GPU support for container based workloads, predictions using small machine learning models, e.g. a few GPUs and few dozens GBs of GPU memory or their fractions.

Describe the solution you'd like.

GPU with auto-scaling support, with support for scaling to zero.

Describe alternatives you've considered.

Azure Container Instances, but they don't scale to zero out-of-the-box https://blog.tomkerkhove.be/2021/01/02/autoscaling-azure-container-instances-with-azure-serverless/.
Azure Kubernetes Service, requires a complex setup for auto-scaling https://github.com/paolosalvatori/aks-gpu#keda and necessitates maintaining a running cluster.

Additional context.

None

bbrandt commented 1 year ago

Wow. I was just thinking how needed this is and happy to see the issue has already been opened. My case is that I have AKS configured in Central US and East US2. We just updated one of our Python calculation pipelines that uses Jax to support GPU. We were able to get capacity in East US2 for NCASv3_T4 (we don't need a ton of memory for our calc so others are overkill), but MS support says there are no NCASv3_T4 available in Central US.

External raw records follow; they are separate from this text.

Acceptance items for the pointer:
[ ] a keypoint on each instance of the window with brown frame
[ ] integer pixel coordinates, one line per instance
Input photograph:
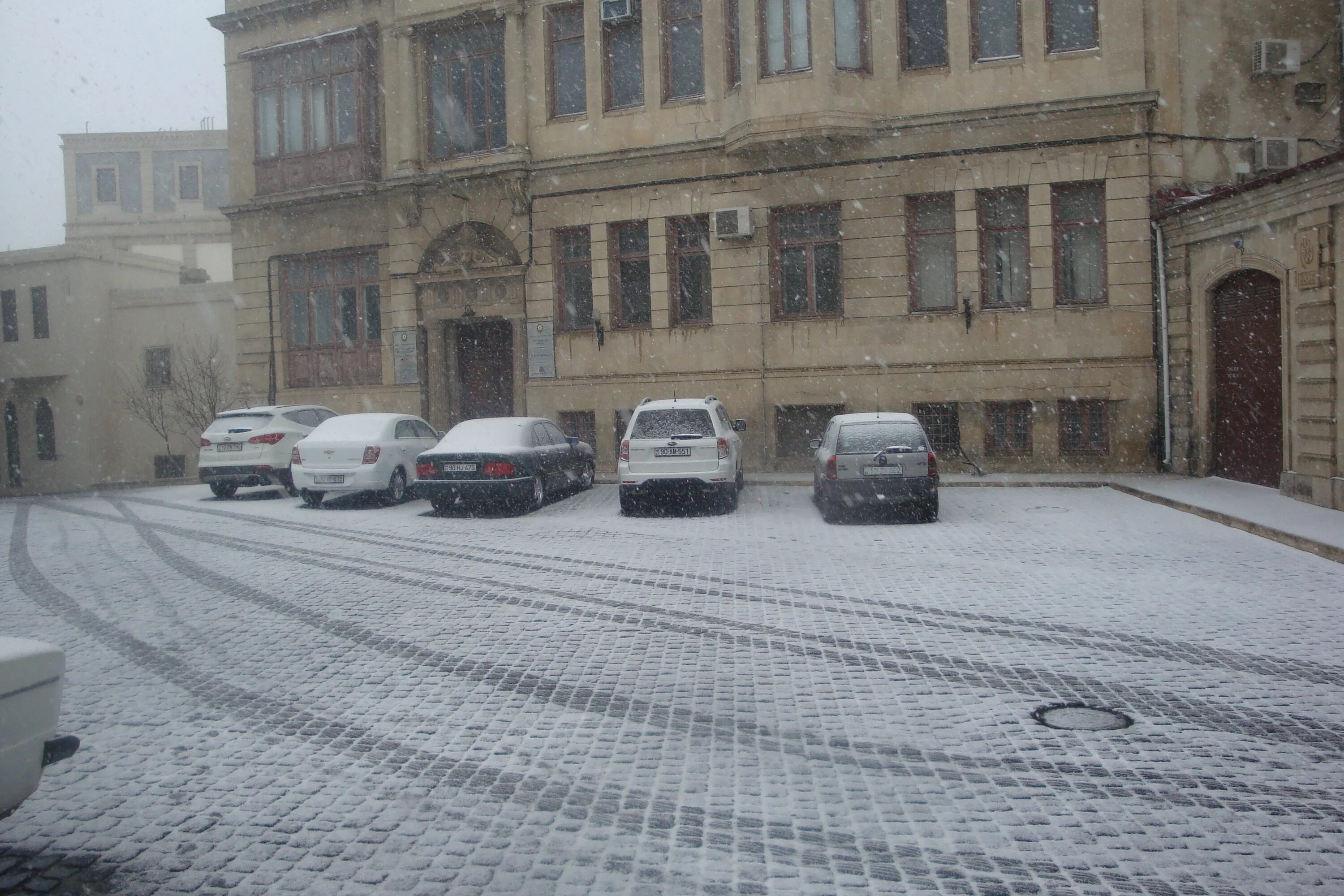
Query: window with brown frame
(565, 42)
(806, 261)
(1080, 215)
(689, 271)
(1004, 273)
(628, 246)
(995, 30)
(41, 323)
(332, 320)
(1072, 25)
(465, 69)
(574, 279)
(1007, 429)
(932, 252)
(733, 42)
(316, 108)
(851, 18)
(580, 425)
(1084, 428)
(683, 50)
(924, 34)
(623, 62)
(785, 37)
(941, 425)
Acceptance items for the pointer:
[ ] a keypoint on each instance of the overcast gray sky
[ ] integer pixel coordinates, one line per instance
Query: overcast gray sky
(117, 65)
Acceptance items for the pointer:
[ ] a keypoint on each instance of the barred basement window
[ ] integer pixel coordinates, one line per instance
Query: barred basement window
(1084, 428)
(1008, 429)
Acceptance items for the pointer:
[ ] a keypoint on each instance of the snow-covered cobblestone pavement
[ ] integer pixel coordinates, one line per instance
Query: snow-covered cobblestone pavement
(377, 700)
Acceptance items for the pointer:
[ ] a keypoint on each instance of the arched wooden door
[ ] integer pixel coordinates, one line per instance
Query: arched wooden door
(1248, 379)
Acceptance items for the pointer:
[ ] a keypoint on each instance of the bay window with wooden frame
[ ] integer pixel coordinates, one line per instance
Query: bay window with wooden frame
(1080, 230)
(1072, 26)
(1084, 428)
(628, 250)
(316, 113)
(995, 30)
(689, 272)
(623, 62)
(573, 252)
(785, 37)
(924, 34)
(806, 263)
(851, 19)
(932, 252)
(1004, 267)
(465, 76)
(683, 50)
(566, 77)
(332, 320)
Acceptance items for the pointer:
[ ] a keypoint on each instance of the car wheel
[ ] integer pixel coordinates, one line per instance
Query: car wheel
(396, 491)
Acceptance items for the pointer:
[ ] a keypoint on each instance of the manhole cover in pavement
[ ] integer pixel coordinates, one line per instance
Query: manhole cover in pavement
(1076, 716)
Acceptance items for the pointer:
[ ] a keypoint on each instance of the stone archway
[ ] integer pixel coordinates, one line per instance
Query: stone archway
(1248, 378)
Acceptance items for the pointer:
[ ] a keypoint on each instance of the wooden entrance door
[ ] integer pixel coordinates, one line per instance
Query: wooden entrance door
(1248, 379)
(486, 369)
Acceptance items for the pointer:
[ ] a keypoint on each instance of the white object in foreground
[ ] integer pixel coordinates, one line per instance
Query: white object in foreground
(31, 675)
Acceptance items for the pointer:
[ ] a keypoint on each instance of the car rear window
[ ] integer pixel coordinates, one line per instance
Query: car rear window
(241, 424)
(870, 439)
(674, 421)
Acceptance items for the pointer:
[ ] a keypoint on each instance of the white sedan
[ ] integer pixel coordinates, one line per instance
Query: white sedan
(361, 453)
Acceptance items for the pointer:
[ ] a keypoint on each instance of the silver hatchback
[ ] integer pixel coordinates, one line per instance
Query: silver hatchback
(869, 460)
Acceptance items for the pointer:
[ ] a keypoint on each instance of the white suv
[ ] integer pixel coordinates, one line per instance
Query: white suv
(252, 447)
(682, 445)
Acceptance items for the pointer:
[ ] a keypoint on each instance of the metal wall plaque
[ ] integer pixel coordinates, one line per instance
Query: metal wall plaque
(405, 358)
(541, 350)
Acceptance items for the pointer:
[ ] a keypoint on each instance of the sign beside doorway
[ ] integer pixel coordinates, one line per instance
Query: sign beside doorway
(541, 350)
(405, 358)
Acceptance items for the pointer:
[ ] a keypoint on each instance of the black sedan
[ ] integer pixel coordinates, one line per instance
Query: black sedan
(503, 461)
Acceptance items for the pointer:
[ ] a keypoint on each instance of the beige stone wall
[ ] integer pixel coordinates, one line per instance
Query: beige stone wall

Now we are faced with the decision, do we setup another difficult to maintain AKS cluster in South Central US where we were able to get NCASv3_T4 capacity or just let the calcs run slower on CPU nodes in Central US when our East US2 cluster can't handle all the load.

I was hoping there was a third option, just deploy our containers to Azure Container Apps in South Central US to run on GPU-enabled hardware. Looking forward to how much this will save us in maintenance spend.

fiedlerNr9 commented 1 year ago

Is there anything on the roadmap for Azure Container Apps regarding Gpu support? We love the service itself but are forced to switch to Azure Container Instances for now.

mattmazzola commented 11 months ago

I was also interested in GPU support for Container Apps. I recently saw this blog post which says they support dedicated workloads with A100 GPUs so I think this is supported now, although I haven't directly tested it myself

You can now create Azure Container Apps environments with NC A100 v4 GPU enabled compute in the West US 3 and North Europe Azure regions

https://techcommunity.microsoft.com/t5/apps-on-azure-blog/build-intelligent-apps-and-microservices-with-azure-container/ba-p/3982588

It also seems like they are trying to unify the Consumption and Workload modes so that Workload can have scale to 0 experience. I will likely try it out soon.

lehmus commented 11 months ago

Yes, Microsoft released preview support for GPU Container Apps in Ignite 2023. The cluster sizes start from 24 nodes, only A100 GPUs are supported and you have to make an application for Microsoft if you want to be included in the preview. Hopefully they will open up the preview soon and offer smaller clusters!

BC89 commented 1 month ago

Where does general availability of GPU sit on the roadmap and overall priority list? Seems like it's been in preview in a limited number of regions for quite some time now. Even if it stays in preview, can the number of regions be expanded. Specifically, we are interested in a US East option.